Mr George Asiedu, Project Coordinator of the GKMA-SWP, said the proliferation of the technology immediately created the urgent need for its standardization to ensure as cleaner environment.
Speaking at the opening of a three-day training in Construction and Installation of bio-digester for students of the Faculty of Built and Natural Environment, Kumasi Technical University (KsTU), Mr Asiedu underlined the need expose professionals to principles of the technology to achieve the desired results.
‘One major constraint is that anything that has a technology attached to it means it has some principles and you must adhere to in its construction and siting. If you do not do that, you will get to a situation where the facility will be giving challenges to people,’ he explained.
Mr Asiedu cited Kumasi Ventilated Improved Pits to buttress his point, saying that they were good facilities, but the challenges had to do with technologies in the construction.
‘The KVIP improved toilet facility technology is still good, but the problem with it is that many people got into the construction without understanding the principles. So, the construction was wrong, and it also rendered the facility into poor operation and people began to shy away from it,’ he emphasised.
According to Mr Asiedu, the bio-digester technology had been given a serious boost across Ghana since 2016 through Greater Accra Metropolitan Area (GAMA) Sanitation and Water Project building over 50,000 facilities.
The 2021 Population and Housing Census puts the number of Ghanaians using bio-digester toilets at 130,251.
He said the surge in the use and acceptance of the facility in especially low-income areas was largely due to it being cheap, easy to install, minimal maintenance cost, minimum space for construction, environmentally friendly and saving water.
The Ministry of Sanitation and Water Resources through the GAMA-SWP has developed a construction and installation manual by documenting the entire process of construction and installing the bio-digester in a very simple language.

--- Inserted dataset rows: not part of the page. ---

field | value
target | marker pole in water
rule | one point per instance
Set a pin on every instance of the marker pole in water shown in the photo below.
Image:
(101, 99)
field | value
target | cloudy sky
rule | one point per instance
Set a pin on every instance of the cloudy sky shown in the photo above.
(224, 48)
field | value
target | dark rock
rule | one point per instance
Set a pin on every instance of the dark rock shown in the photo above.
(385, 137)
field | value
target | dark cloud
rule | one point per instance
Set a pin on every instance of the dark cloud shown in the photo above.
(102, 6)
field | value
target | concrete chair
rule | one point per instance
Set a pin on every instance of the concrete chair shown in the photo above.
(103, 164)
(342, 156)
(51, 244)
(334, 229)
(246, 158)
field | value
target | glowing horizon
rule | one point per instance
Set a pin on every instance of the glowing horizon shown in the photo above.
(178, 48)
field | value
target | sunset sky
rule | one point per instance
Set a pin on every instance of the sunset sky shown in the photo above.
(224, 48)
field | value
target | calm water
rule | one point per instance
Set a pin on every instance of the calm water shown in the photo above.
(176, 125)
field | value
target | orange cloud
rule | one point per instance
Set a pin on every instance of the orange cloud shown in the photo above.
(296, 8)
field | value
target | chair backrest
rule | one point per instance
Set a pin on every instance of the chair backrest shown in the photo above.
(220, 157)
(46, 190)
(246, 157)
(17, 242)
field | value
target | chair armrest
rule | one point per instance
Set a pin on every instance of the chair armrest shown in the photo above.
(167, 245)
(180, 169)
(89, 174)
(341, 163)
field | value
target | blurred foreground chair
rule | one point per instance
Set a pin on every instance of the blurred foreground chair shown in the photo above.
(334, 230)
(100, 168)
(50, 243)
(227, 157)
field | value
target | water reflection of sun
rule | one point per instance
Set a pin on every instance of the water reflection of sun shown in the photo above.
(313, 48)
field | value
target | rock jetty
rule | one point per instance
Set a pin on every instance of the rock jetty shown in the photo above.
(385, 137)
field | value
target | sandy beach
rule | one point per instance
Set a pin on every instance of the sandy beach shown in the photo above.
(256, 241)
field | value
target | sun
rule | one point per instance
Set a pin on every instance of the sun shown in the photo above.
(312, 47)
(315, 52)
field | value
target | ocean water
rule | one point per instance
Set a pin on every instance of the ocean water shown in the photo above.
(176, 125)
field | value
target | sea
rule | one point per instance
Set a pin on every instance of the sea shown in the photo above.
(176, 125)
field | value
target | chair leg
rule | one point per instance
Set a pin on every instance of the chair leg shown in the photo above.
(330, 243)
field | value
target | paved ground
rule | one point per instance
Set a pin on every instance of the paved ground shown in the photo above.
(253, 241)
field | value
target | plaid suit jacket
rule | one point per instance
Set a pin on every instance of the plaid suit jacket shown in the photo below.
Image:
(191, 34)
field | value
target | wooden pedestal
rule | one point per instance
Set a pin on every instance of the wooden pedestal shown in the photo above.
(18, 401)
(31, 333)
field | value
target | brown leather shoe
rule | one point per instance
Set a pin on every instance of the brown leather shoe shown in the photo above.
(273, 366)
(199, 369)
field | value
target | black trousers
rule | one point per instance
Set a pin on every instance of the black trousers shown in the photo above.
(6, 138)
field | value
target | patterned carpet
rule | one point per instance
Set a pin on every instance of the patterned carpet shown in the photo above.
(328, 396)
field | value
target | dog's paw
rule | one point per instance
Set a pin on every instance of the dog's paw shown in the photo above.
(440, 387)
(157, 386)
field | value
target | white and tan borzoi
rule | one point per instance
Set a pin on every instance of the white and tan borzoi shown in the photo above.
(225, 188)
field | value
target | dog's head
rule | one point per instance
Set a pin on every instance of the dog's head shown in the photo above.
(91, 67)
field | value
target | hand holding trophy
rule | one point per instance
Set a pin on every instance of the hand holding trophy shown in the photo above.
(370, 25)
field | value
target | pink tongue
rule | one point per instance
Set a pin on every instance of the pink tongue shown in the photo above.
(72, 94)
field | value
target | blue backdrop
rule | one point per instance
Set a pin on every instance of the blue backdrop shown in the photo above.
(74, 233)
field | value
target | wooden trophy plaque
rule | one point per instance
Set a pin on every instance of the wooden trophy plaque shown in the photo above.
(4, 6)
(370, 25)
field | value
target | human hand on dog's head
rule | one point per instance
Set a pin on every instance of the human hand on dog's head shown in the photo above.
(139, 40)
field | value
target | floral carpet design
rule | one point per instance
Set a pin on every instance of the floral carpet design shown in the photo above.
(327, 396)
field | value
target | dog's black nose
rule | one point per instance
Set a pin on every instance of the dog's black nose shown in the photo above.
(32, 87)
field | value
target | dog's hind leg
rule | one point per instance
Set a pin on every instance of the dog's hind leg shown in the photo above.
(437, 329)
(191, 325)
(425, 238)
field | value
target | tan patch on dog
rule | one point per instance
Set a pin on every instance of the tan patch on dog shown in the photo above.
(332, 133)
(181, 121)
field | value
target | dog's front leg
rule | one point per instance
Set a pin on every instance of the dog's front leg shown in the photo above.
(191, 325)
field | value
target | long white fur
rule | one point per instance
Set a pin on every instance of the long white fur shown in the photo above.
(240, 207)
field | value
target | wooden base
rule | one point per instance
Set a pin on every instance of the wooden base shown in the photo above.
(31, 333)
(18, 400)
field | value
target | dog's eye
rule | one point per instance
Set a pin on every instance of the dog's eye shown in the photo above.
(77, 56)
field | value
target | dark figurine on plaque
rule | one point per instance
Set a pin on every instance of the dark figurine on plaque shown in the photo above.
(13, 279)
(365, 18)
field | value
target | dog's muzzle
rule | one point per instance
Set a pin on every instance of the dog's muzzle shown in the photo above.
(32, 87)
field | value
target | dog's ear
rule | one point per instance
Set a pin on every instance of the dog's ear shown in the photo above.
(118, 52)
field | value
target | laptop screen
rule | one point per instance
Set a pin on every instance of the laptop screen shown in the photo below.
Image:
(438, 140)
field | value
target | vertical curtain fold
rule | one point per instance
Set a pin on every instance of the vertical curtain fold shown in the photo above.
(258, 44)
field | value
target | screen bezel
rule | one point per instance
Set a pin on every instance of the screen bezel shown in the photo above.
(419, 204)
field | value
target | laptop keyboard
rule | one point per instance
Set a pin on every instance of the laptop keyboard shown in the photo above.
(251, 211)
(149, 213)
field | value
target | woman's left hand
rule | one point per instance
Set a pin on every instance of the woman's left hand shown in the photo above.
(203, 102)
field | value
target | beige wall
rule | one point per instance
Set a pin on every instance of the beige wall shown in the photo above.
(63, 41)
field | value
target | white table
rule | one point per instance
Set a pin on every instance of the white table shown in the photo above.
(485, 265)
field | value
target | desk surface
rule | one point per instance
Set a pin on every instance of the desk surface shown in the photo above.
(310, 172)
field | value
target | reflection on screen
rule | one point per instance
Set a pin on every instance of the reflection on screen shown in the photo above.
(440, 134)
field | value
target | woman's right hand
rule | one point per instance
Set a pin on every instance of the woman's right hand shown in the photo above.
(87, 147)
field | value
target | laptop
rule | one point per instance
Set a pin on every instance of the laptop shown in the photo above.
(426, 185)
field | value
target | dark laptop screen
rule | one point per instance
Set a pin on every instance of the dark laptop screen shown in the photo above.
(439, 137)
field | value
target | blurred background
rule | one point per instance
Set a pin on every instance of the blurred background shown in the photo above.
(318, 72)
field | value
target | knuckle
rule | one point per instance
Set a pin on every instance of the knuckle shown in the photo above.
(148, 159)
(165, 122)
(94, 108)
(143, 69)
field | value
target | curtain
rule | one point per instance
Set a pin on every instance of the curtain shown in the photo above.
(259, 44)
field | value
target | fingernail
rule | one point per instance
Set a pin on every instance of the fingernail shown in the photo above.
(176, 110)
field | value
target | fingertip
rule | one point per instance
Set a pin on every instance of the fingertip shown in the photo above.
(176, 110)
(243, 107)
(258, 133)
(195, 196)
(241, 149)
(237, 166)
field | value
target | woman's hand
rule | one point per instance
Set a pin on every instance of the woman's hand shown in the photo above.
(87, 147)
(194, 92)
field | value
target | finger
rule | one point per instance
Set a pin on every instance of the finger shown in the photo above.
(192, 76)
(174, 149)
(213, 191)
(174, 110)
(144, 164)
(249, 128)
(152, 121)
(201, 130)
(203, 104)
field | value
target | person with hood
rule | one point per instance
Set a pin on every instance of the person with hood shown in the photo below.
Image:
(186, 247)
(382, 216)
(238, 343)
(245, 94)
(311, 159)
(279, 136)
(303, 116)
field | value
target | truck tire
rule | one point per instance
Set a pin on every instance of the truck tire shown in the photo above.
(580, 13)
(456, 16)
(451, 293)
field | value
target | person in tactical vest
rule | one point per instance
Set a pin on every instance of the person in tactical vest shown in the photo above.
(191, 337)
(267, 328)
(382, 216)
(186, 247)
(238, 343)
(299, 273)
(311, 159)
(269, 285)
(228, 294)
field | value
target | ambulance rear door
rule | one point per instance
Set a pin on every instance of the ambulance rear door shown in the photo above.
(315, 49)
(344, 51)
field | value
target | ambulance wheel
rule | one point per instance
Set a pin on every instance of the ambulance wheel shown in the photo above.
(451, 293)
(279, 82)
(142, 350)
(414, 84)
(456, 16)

The manual is expected to be useful to engineers, technicians, artisans, entrepreneurs and institutions in the water, sanitation, and hygiene sector.
Mr Asiedu indicated that the project sought to train skilled manpower to build more facilities to augment the government’s efforts towards achieving SDG 6 where everybody must have access to improved toilet and water supply.
Ms Charlotte Adjei-Marfo, Capacity Building Coordinator of GKMA-SWP, said the project was collaborating with the institutions to train some selected technical universities and the schools of
hygiene in the technologies of bio-digester construction, adding that it was targeting about two million students.
She said the Ministry of Sanitation and Water Resources recognised the need to create an enabling business environment in the sector and bring on board young professionals to deliver quality services in constructing toilet and water facilities.
Dr Kofi Owusu Adjei, Head of Department, Faculty of Built and Natural Environment, KsTU, noted that more than 500 students from the school would benefit from the training to create avenues for job avenues going forward.